The art of the lede

If you spend 4 hours writing 2,000 words of utmost importance to the world, put in the effort to ensure people actually read it

You hear it everywhere: if you want to be successful in sharing ideas online - only write short, pithy posts. Nonsense.

Length is irrelevant – if and only if you craft a strong lede. If your opening is strong, curious, thoughtful humans (the people that matter) will read the whole thing. I promise. But you have to entice them.

My friend Peter Kim previously wrote:

…people don’t read every word anymore. They skim – and most people don’t even do that.” The same behavior applies to social media, especially where Twitter has users trained on 280 character sound bites.

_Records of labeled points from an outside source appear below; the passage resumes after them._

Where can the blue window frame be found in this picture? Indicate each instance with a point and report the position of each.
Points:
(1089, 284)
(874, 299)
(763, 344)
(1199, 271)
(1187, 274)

He’s got a point – both mass and social media are guilty of infecting hordes of people with a form of (non-clinical) attention deficit disorder. Sites like Axios have wisely realized this and now format most stories to be skimmable. They generally look something like the below image (via this):

They’re basically encouraging you to skim. They want you to keep skimming so badly, they even embed a bunch of other stories (both organic and sponsored) below each individual article page, also designed for skimming. No denying it, the web is a fast-paced medium where many - even those who are extremely smart with strong desire to fully absorb the thinking of others - end up skimming.

Here is your challenge:  slow users down when they get to your writing.

How you begin your writing sets the pace for not only if someone will skim versus read, but whether they will read it at all.

It doesn’t matter if your post has bullet points, is cleanly formatted, in list format, or broken up with headings. All of those things just make content on an LCD screen or mobile device easier on your eyes, but are irrelevant for getting people to actually care enough to read your work carefully. The secret is the lede (or lead as some prefer) is all that matters.

Unfortunately, I can’t teach you how to write great ledes. No one can, it is an art form learned through trail and error, experimentation and experience.

That is why it kills me that every marketer, PR pro and journalist (and perhaps also every good business leader) doesn’t also publish to their own site, Substack or blog. Never before has everyone had such freedom to test ideas in the wild, free, whenever they want. You can see how all your work performs, what people actually click on, how deep the interactions are, if readers share it, and use this information to refine your writing and ledes. Data is the unbiased path to improvement. Anyone can have an almost unfair advantage sharing thoughts online if they have and regularly use a sandbox.

I know I said above I can’t show you how to write great ledes. I wish it was that easy, it’s a fluid process like anything else, and I’m learning every day just like you. But I can share what has been successful for me personally, having spent nearly 2 decades looking at analytics on my own publishing projects as well as managing comms for a diverse variety of businesses from Google to International Dairy Queen.

Keep it simple at the start

We are all busy, and busy people are daunted by huge blocks of text. You can get into more details as you delve in further, but if you want people to get that far you need to make the first part easily consumable. Ease people into deeper thoughts by starting them off with something simple. Just as good music builds as a progression, so does writing.

Provoke emotion

Your lede needs to hook people. Be mysterious, be assertive, be counter-intuitive, be inquisitive, be hyper-logical or equally illogical. I know this is writing 101 to most of you, but it is worth repeating. You can lead them down the intellectual path shortly thereafter, they will be primed for it. It’s basic psychology to make inroads emotionally with someone to reach them intellectually.

Challenge things everyone believes

Really. Go against the herd, balk at conventional wisdom. Tell people that their view of the world is wrong in the first sentence. Then explain why. Many things everyone believes are wrong, so this is actually not hard to do.

Play to an audience

Tell an inside joke in the beginning and don’t bother to explain it.  People who are into it will get it – if you do this right everyone else should be intrigued enough to Google it and catch up. Now they’ve spent some time and become vested in finishing your story.

Get under their skin

If you’re deeply savvy in the subject matter at hand, use what you know to your advantage: say something up front which you know will get under the skin of a certain group. But remember, if you are provocative for the sake of doing so without evolving past this, you’ll never build trust with anyone and be seen as purely provocateur, another skippable part of the spectacle. This is also a strategy to get a high amount of sharing/pass-on in social. Again, just use it thoughtfully or it can backfire.

Take your time

Never rush your lede. Even more importantly, don’t force the lede. Seriously, don’t even write it if you have to force it. At that point you are writing just to write. Good ledes are products of a flow experience. You might even consider deleting the original lede and re-writing it after you’ve completed your draft (much easier to decide how to sell/intro an idea that’s been crystallized).

Conclusion

There are no longer editors, space limits and or hard and fast rules for writing ledes. You can play with formats, images, video, copy, animations – anything you want – the key is to be unafraid to try things out.  Break any and all traditional rules, you may find something that works for you which is unique and breaks through the clutter. Experiment and play are encouraged – don’t be constrained, the opening scene is one of the best places to let your creativity shine.